Dynamic Memory Networks for Visual and Textual Question Answering
Caiming Xiong, Stephen Merity, Richard Socher

TL;DR
This paper introduces an improved dynamic memory network model that enhances question answering capabilities across text and visual data, achieving state-of-the-art results without requiring supporting fact annotations.
Contribution
The paper proposes several improvements to the DMN architecture, including a new input module for images, enabling effective visual question answering without supporting fact supervision.
Findings
Achieves state-of-the-art results on visual question answering datasets.

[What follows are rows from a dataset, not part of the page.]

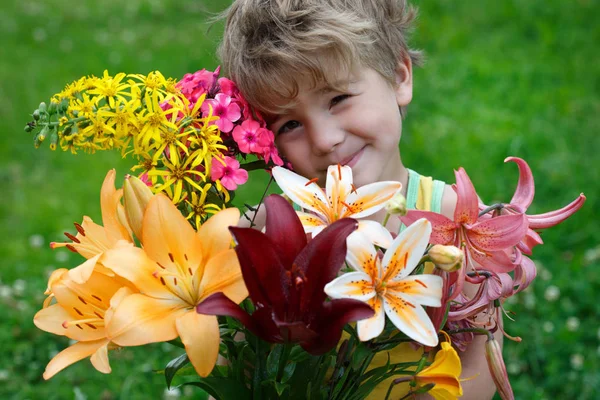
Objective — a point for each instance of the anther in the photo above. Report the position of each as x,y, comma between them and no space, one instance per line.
313,180
79,228
71,237
421,283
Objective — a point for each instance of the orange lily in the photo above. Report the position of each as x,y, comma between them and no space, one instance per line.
85,299
93,239
444,372
387,286
340,199
177,269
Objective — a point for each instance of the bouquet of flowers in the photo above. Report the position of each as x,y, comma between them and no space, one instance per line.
312,307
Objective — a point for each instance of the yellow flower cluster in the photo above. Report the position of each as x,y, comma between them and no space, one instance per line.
147,117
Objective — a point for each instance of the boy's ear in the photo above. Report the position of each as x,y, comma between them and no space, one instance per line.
404,81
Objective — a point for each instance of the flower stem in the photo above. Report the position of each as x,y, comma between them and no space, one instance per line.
478,331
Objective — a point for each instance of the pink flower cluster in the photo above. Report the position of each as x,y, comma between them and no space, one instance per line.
243,129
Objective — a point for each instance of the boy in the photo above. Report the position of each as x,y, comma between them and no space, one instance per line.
333,79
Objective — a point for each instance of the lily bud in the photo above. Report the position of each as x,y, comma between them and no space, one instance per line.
397,205
136,196
493,354
446,258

Improves performance on text question-answering tasks without supporting fact supervision.
Demonstrates versatility across multiple modalities.
Abstract
Neural network architectures with memory and attention mechanisms exhibit certain reasoning capabilities required for question answering. One such architecture, the dynamic memory network (DMN), obtained high accuracy on a variety of language tasks. However, it was not shown whether the architecture achieves strong results for question answering when supporting facts are not marked during training or whether it could be applied to other modalities such as images. Based on an analysis of the DMN, we propose several improvements to its memory and input modules. Together with these changes we introduce a novel input module for images in order to be able to answer visual questions. Our new DMN+ model improves the state of the art on both the Visual Question Answering dataset and the \babi-10k text question-answering dataset without supporting fact supervision.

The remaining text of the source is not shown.